Piper: local and free
ElevenLabs: high quality, remote
OpenAI TTS: remote, good quality

For internal docs, Piper can be enough. For public onboarding or polished demos, a remote provider may be worth it.

The point is that the TTS provider should be a configuration detail, not the whole architecture.

Where this helps

I see this being useful in a few places:

onboarding flows
QA handoff videos
customer support docs
release notes with visual walkthroughs
internal admin panel documentation
demo environments that change often

The best use case is not a one-off marketing video. It is a repeated flow that changes over time and should stay documented.
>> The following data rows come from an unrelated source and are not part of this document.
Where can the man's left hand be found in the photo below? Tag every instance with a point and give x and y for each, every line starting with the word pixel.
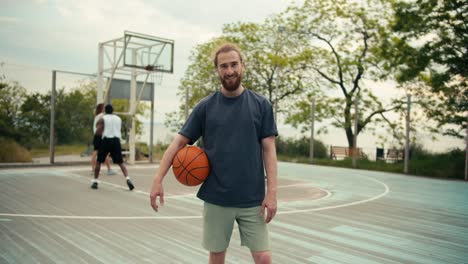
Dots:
pixel 269 203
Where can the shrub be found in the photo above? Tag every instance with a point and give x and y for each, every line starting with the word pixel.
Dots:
pixel 13 152
pixel 300 147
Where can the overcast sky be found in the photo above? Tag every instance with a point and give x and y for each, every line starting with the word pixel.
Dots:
pixel 38 36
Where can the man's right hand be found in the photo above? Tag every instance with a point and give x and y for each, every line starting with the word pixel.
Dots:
pixel 156 190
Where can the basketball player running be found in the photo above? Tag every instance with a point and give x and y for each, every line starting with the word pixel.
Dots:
pixel 98 113
pixel 238 131
pixel 110 125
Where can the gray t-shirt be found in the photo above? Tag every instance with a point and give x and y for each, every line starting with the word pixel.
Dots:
pixel 232 129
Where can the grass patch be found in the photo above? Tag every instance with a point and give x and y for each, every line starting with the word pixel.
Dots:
pixel 13 152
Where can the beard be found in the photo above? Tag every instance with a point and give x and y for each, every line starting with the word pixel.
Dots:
pixel 231 83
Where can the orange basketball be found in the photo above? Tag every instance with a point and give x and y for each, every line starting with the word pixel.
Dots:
pixel 191 166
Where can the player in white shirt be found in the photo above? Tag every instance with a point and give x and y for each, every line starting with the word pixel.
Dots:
pixel 98 114
pixel 110 126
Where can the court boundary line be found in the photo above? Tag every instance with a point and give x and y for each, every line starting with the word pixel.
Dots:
pixel 386 191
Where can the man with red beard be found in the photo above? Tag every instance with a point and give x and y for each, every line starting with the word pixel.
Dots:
pixel 238 131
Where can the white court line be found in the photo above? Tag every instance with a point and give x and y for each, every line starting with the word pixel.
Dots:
pixel 387 190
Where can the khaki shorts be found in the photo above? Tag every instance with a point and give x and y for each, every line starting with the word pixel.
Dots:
pixel 218 223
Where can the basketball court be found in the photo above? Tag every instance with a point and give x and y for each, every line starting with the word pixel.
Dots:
pixel 325 215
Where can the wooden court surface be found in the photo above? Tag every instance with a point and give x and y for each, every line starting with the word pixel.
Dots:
pixel 325 215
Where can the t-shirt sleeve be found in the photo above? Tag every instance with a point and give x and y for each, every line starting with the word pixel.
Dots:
pixel 192 128
pixel 268 122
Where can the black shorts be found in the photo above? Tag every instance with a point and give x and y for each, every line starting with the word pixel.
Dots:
pixel 97 142
pixel 112 146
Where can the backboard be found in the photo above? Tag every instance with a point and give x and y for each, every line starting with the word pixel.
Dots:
pixel 148 52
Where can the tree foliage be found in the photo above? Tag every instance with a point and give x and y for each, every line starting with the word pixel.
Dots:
pixel 430 48
pixel 343 40
pixel 25 117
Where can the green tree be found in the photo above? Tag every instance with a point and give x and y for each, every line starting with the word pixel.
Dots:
pixel 12 96
pixel 35 119
pixel 343 40
pixel 430 49
pixel 270 69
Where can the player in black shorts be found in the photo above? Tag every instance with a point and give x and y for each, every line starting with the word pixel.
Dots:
pixel 110 125
pixel 98 113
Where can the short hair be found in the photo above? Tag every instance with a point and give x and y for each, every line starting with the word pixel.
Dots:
pixel 99 108
pixel 227 47
pixel 109 109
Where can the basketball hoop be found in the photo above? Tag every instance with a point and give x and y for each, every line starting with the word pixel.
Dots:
pixel 149 67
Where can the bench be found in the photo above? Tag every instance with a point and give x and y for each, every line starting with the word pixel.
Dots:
pixel 395 155
pixel 344 152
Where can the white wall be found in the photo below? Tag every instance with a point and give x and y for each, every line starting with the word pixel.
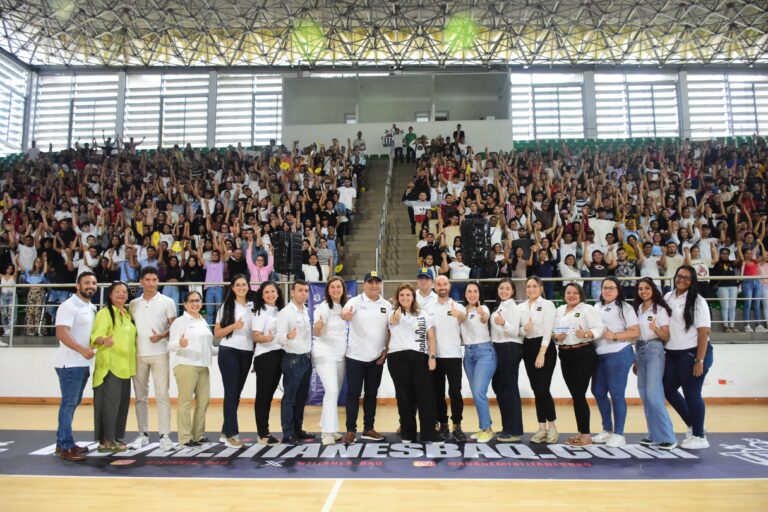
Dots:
pixel 736 373
pixel 496 134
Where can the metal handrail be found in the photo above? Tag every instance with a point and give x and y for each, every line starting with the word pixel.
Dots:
pixel 382 222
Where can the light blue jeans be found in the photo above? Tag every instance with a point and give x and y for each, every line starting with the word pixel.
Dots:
pixel 727 296
pixel 611 377
pixel 751 289
pixel 650 384
pixel 480 365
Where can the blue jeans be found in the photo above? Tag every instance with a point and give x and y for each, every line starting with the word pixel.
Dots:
pixel 213 299
pixel 678 373
pixel 650 374
pixel 56 297
pixel 611 377
pixel 505 385
pixel 727 296
pixel 297 368
pixel 480 365
pixel 751 289
pixel 72 383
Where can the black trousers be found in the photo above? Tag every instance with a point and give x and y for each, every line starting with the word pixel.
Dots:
pixel 362 376
pixel 234 365
pixel 111 400
pixel 541 378
pixel 268 372
pixel 578 366
pixel 449 367
pixel 505 385
pixel 414 392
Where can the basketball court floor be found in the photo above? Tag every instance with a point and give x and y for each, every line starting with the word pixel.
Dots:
pixel 388 476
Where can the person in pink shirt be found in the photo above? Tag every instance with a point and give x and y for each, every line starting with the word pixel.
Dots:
pixel 260 269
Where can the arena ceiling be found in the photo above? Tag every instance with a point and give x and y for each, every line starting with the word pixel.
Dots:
pixel 399 33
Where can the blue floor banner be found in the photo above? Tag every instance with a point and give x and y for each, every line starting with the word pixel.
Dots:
pixel 316 296
pixel 731 456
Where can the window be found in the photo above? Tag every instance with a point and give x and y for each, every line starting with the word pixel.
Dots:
pixel 13 93
pixel 547 106
pixel 167 109
pixel 636 105
pixel 249 109
pixel 75 108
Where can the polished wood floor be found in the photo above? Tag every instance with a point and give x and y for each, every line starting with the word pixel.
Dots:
pixel 188 494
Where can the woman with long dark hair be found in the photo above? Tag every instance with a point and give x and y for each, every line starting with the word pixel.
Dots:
pixel 191 338
pixel 537 318
pixel 653 314
pixel 328 351
pixel 577 325
pixel 615 358
pixel 508 346
pixel 412 358
pixel 688 354
pixel 113 337
pixel 479 356
pixel 234 327
pixel 268 356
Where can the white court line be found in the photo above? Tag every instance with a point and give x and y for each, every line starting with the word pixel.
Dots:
pixel 332 496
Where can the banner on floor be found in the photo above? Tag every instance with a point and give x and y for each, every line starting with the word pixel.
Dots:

What I would like agents to do with it

My ideal agent workflow looks like this:

The user points the agent at a running local app.
The agent inspects the app and proposes flows.
The user chooses the important ones.
The agent writes flow JSON.
The agent runs the pipeline.
The user reviews the MP4.
The agent fixes selectors, copy, or timing.
The final flows become part of the repo.

That gives documentation a maintenance path. When the UI changes, the agent can re-run the same flow and adjust the small broken pieces.

Repository

https://github.com/tecnomanu/video-docs-builder

If you are building tools for agents, this project is a good example of the direction I like: not a giant autonomous system, but a structured workflow where an agent can do useful production work because the steps are explicit.

Top comments (2)

Carlos Pereyra • Jun 10

wonderful, testing right now!

Manuel Bruña • Jun 26

Thanks Carlos, I appreciate it. If you test it against a real app, the most useful feedback for me is where the flow definition feels too manual or where selectors/timing become fragile. That is the part I want to make smoother.